“I think there’s a new generation of filmmakers in Australia,” says David Michod, whose debut feature Animal Kingdom is the second thriller from Down Under to play on Canadian screens this summer, following Nash Edgerton’s tricky The Square. “It’s a reaction against the films that immediately proceeded our own.”
Michod speaks specifically of a cycle of “small, intimate, social-realist films,” which he adds “didn’t travel very well. I think that this new wave of Australian filmmakers is interested in moving in a different direction, and in embracing genre.”
Animal Kingdom is unapologetically a genre film: A moody crime drama about an orphaned teen (James Frechette) gradually drawn into the criminal activities of his extended family.
“I moved to Melbourne from Sydney when I was 18,” explains Michod, “and I was reading a lot about its criminal history. I was particularly engrossed in these books by a guy named Tom Noble, who used to be a police reporter in the 1980s.
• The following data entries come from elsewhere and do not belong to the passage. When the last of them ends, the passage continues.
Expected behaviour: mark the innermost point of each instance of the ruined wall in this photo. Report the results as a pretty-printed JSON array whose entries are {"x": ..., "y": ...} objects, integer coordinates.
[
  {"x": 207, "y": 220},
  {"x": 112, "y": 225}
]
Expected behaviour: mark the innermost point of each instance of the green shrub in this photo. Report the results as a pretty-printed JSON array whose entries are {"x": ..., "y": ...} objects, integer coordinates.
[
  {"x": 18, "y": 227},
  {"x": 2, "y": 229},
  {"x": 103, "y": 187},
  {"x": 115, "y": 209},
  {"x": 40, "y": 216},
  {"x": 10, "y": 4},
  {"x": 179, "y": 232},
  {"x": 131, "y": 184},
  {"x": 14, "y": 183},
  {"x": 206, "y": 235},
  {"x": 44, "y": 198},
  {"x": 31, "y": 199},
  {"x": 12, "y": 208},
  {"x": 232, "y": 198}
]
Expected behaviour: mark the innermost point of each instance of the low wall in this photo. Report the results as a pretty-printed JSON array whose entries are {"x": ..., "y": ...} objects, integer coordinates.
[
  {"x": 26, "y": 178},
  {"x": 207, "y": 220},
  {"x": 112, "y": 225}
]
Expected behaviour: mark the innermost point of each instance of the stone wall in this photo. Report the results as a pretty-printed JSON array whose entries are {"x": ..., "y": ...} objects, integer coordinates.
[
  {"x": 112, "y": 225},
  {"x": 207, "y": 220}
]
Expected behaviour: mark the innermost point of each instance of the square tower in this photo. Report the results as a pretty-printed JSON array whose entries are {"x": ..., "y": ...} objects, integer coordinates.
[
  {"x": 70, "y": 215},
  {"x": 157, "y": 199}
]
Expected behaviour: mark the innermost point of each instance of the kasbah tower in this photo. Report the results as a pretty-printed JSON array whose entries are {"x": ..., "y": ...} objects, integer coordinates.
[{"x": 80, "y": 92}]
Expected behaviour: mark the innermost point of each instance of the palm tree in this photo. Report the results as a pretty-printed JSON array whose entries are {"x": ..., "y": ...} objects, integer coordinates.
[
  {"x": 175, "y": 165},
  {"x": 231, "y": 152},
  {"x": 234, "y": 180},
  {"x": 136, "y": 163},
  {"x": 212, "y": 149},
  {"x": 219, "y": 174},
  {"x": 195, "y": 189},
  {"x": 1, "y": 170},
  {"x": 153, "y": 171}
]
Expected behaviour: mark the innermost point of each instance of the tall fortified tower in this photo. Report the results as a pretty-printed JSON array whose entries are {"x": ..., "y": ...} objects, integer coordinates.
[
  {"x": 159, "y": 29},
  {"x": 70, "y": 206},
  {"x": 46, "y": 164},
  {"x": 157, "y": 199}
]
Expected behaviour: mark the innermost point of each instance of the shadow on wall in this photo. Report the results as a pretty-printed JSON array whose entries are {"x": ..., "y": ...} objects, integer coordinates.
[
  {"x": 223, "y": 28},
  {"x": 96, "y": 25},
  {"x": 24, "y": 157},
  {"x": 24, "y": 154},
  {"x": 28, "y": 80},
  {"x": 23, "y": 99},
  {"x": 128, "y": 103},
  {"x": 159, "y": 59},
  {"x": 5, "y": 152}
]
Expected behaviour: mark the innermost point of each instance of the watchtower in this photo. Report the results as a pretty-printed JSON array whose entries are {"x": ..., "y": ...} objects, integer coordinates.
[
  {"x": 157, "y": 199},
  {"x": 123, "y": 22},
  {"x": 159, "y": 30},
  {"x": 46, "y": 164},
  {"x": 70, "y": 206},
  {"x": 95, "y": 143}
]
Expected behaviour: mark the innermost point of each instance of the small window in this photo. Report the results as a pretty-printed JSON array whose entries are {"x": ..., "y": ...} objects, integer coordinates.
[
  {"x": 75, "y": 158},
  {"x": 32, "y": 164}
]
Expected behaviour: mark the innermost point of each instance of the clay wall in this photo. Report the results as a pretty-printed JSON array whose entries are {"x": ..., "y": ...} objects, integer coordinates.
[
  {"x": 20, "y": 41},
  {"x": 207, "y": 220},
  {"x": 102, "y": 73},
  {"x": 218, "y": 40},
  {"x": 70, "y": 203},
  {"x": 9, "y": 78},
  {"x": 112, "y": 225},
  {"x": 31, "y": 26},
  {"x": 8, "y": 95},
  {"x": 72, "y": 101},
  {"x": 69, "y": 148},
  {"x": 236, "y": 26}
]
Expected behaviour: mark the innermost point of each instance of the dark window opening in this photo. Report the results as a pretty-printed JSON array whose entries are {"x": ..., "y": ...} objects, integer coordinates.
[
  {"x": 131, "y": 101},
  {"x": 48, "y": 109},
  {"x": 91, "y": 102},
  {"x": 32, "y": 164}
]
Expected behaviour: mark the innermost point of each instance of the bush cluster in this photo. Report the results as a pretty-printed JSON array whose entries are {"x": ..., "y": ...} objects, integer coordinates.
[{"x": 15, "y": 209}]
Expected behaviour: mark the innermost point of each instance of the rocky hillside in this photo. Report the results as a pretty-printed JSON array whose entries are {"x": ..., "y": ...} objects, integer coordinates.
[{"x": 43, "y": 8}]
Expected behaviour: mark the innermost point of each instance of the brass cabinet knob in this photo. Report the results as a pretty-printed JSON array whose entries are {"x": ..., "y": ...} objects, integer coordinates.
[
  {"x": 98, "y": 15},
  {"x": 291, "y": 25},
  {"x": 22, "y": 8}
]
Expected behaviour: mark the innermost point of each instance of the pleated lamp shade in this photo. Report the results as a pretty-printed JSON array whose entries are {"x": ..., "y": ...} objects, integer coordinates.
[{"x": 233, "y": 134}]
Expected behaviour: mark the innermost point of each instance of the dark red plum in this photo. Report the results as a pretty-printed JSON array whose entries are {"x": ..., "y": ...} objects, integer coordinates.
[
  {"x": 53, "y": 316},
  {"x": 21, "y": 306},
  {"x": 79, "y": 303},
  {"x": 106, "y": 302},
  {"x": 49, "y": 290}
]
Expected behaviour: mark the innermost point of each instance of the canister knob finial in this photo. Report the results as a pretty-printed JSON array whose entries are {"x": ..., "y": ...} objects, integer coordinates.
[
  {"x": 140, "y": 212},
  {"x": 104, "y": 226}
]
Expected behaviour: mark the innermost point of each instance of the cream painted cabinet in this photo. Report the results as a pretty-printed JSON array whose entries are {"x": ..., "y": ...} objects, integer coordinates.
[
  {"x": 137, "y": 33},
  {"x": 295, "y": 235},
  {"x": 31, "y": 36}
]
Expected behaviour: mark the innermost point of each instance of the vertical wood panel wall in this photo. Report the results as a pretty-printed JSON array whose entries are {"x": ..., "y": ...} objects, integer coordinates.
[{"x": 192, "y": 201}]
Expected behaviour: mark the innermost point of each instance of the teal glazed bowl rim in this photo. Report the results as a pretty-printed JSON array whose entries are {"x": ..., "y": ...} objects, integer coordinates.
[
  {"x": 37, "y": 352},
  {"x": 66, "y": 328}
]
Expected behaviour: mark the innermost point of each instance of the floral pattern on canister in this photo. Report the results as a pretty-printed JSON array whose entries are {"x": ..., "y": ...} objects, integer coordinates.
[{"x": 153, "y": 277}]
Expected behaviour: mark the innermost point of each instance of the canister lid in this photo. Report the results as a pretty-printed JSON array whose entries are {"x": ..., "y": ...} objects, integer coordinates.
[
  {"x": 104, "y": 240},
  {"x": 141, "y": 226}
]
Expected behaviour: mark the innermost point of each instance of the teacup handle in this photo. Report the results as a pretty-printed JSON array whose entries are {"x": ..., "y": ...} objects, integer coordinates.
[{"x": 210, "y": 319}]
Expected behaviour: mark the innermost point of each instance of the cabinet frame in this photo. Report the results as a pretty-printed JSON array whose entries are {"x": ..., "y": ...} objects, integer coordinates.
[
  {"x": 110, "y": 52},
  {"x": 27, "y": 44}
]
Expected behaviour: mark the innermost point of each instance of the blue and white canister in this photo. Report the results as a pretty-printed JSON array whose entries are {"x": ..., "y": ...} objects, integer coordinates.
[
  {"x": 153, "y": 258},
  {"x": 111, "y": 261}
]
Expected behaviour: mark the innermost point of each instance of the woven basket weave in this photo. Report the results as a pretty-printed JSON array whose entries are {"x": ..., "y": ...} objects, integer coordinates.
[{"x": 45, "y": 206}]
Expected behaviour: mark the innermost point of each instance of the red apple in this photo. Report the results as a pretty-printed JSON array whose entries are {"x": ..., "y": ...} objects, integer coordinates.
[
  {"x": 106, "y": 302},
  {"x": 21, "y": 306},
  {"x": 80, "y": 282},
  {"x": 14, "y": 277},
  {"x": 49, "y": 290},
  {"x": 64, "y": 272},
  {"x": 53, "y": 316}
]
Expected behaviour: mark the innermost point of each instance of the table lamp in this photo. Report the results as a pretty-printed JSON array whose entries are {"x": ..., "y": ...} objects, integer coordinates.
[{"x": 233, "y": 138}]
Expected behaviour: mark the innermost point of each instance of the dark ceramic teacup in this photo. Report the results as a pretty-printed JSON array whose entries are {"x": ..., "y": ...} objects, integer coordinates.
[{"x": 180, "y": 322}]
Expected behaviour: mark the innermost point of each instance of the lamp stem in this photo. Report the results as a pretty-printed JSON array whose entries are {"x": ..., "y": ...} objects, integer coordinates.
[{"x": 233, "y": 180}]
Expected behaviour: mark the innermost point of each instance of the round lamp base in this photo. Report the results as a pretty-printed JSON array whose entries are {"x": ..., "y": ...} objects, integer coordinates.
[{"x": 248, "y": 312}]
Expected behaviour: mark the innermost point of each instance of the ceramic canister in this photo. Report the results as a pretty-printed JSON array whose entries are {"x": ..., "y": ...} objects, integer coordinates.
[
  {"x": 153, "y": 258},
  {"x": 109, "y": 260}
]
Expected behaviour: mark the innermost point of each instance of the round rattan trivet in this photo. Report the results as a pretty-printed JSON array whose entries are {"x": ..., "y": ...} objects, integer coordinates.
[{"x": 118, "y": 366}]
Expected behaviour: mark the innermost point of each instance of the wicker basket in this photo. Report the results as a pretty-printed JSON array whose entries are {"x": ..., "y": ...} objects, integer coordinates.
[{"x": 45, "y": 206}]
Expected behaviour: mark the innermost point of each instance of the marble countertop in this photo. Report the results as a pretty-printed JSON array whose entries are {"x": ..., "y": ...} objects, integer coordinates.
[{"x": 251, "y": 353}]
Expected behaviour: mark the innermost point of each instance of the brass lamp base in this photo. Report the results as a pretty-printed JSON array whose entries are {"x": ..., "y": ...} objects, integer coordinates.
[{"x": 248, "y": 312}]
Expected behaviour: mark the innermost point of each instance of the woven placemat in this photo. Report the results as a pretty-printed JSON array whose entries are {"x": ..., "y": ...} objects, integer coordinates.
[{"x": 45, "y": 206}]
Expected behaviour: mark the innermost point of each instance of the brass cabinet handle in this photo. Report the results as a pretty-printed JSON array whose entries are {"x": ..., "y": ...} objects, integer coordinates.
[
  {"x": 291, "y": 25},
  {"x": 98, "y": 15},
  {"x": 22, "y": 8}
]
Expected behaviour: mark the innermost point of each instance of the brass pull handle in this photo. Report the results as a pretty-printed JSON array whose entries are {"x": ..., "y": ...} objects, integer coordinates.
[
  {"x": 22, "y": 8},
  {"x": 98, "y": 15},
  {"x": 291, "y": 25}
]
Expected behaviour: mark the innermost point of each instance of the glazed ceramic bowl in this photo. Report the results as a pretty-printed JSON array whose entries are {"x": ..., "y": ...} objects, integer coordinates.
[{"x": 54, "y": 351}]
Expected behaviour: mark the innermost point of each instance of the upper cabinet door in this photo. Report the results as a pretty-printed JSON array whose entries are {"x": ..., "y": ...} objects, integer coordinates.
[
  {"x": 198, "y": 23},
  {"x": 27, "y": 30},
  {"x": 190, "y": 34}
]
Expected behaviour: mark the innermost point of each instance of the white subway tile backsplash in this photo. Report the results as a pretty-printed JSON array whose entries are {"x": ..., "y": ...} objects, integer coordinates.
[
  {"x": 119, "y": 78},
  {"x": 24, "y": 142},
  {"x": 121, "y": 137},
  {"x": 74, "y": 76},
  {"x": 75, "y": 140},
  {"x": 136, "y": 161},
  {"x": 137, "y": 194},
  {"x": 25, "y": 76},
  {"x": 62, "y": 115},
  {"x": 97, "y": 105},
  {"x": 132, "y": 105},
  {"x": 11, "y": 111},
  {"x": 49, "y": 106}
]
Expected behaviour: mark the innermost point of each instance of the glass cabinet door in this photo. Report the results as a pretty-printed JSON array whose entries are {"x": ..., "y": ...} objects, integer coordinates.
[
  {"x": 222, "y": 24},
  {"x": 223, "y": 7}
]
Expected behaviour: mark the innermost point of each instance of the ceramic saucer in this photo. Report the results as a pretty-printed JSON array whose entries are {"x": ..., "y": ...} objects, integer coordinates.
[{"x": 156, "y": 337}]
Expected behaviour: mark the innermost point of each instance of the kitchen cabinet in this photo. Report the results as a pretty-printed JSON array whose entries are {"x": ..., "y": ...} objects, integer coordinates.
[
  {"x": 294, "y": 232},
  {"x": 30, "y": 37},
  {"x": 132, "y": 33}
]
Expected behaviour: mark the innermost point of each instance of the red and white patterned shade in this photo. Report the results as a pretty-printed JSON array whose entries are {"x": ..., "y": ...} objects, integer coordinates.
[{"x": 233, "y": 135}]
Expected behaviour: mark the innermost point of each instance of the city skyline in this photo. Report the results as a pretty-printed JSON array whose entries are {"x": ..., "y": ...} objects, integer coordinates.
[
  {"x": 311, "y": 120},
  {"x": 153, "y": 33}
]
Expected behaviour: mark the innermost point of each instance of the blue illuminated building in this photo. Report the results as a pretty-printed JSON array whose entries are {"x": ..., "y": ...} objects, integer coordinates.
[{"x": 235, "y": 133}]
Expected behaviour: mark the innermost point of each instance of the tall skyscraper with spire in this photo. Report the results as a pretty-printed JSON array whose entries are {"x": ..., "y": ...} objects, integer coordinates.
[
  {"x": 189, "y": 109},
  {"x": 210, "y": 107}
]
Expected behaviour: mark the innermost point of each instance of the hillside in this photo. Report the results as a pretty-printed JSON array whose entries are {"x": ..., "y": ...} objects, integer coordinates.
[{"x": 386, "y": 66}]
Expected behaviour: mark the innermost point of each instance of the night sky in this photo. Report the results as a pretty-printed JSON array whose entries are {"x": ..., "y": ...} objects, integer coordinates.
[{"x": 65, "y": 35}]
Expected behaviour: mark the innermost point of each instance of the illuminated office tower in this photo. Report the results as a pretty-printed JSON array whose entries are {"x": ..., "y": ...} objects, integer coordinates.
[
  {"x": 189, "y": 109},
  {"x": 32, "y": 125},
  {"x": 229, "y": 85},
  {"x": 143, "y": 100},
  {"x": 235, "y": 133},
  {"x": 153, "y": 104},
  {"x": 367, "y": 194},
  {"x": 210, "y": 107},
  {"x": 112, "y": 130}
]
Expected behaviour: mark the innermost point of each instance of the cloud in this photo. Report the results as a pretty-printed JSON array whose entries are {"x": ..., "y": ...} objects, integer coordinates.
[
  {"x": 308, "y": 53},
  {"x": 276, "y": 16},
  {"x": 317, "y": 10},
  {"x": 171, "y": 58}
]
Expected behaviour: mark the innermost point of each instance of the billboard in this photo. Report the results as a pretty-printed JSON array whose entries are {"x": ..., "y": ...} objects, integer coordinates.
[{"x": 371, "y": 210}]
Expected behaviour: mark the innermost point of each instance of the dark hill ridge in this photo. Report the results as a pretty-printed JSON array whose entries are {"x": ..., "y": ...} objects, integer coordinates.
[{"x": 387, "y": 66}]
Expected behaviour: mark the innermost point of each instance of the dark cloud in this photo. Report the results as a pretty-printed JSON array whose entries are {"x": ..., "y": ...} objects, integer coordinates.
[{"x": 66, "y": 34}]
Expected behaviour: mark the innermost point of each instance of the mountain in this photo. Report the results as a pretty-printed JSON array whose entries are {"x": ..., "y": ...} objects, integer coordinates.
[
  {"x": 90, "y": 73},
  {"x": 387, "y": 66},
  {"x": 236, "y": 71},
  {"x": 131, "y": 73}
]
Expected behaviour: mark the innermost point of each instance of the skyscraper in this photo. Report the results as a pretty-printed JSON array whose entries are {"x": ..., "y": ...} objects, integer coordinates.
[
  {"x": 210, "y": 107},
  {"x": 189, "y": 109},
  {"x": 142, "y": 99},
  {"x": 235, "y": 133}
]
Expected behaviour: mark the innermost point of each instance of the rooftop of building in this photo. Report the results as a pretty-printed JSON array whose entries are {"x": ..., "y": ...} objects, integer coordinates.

It was a very colourful period — the last days of these dangerous armed robbery crews, and their feud with these hardened, old-school armoured robbery cops.”
Although it’s loosely based on a true story, Animal Kingdom most strongly evokes the fictional work of American film directors like Michael Mann and James Gray. “I’ve obviously absorbed a world of influences, and they might be subliminally visible in the film,” says Michod. “But I definitely wasn’t working from anybody else’s template.”